Facts of the Case
- The
respondent/assessee, Sahara Airlines Ltd., entered into commercial
arrangements with two international non-resident companies: M/s. Amadeus
Marketing (a Spanish company) and M/s. Galileo International (an American
company).
- Under
these arrangements, the assessee utilized specialised software supplied by
these two companies to facilitate the reservation of airline tickets and
made corresponding operational payments to them for utilizing the
software.
- The
Assessing Officer (AO) formed the view that the payments made by Sahara
Airlines Ltd. to these foreign entities were in the nature of
"royalty".
- Consequently,
the AO held that tax deduction at source (TDS) under Section 195(2) of the
Income Tax Act, 1961 was mandatory. He determined that tax was chargeable
at the rate of 25% under Article 13(2)(ii) of the India-Spain DTAA for
M/s. Amadeus Marketing, and at the rate of 15% under the India-USA DTAA
for M/s. Galileo International.
Issues Involved
- Whether
the payments made by the domestic airline operator to non-resident
entities for using global ticket reservation software constitute
"Royalty" or "Business Income" under the Income Tax
Act, 1961 read with the respective Double Taxation Avoidance Agreements
(DTAA).
- Whether
the assessee was liable to deduct tax at source (TDS) under Section 195(2)

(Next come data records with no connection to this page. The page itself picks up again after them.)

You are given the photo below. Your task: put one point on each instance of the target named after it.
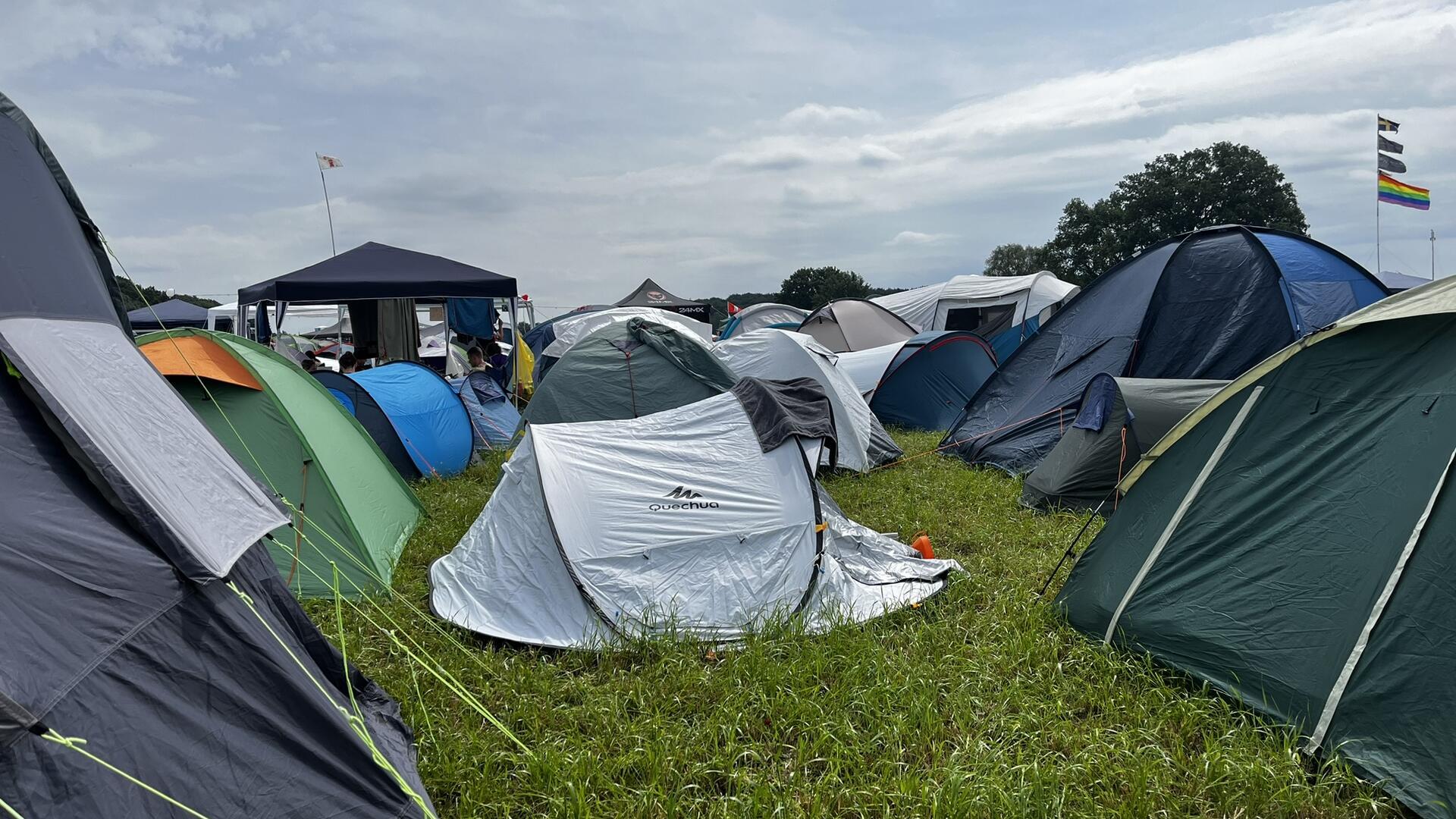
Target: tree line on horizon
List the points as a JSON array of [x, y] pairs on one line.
[[1220, 184]]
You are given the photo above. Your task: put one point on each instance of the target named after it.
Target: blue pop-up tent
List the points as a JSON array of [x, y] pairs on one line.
[[930, 379], [413, 414], [1204, 305]]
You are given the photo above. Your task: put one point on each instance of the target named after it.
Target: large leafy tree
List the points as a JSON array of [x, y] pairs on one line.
[[1018, 260], [810, 287], [1222, 184]]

of the Act on such software subscription and processing payments made
abroad.
Petitioner’s (Revenue's) Arguments
- The
Revenue contended that the payments made to M/s. Amadeus Marketing and
M/s. Galileo International were directly linked to the usage of
intellectual software infrastructure and thus fell squarely under the
definition of "Royalty".
- The
Petitioner supported the Assessing Officer's stance that the foreign
companies provided a technical platform yielding royalty income, thereby
attracting mandatory withholding tax obligations under Section 195(2) of
the Act at the prescribed DTAA rates (25% and 15% respectively).
Respondent’s (Assessee's) Arguments
- The
assessee argued that the underlying services by both non-resident
providers were executed entirely outside India.
- It
was further contended that because these foreign companies conducted no
business operations within the taxable territories of India, the business
income accrued and arose completely outside India.
- Therefore,
the payments did not trigger any taxable income stream in India, removing
any obligation on the part of the assessee to deduct TDS under Section
195.
Court Order / Findings
- The
High Court noted that the Commissioner of Income Tax (Appeals) had arrived
at an opinion that the payments made were not in the nature of royalty,
but rather constituted "business income" in the hands of the two
foreign companies.
- The
Income Tax Appellate Tribunal (ITAT) subsequently accepted the plea of the
assessee and concluded that no TDS was deductible on these transactions.
- The
Hon’ble High Court of Delhi affirmed that these conclusions reached by the
ITAT were purely findings of facts.
- Finding
that no substantial question of law arose for its consideration, the High
Court dismissed all the companion appeals preferred by the Revenue.
Important Clarification
- The
ruling clarifies that payments made by an airline operator to non-resident
global distribution database and reservation systems providers represent
standard business profits/income of those foreign enterprises rather than
royalty payments for software usage, provided there is no operational
presence or permanent establishment of those entities inside India to
anchor the accrual of such income domestically.
Section Involved
- Section
195(2) of the Income Tax Act, 1961
- Article
13(2)(ii) of the Double Taxation Avoidance Agreement
(DTAA) between India and Spain
- Double Taxation Avoidance Agreement (DTAA) between India and United States of America (USA)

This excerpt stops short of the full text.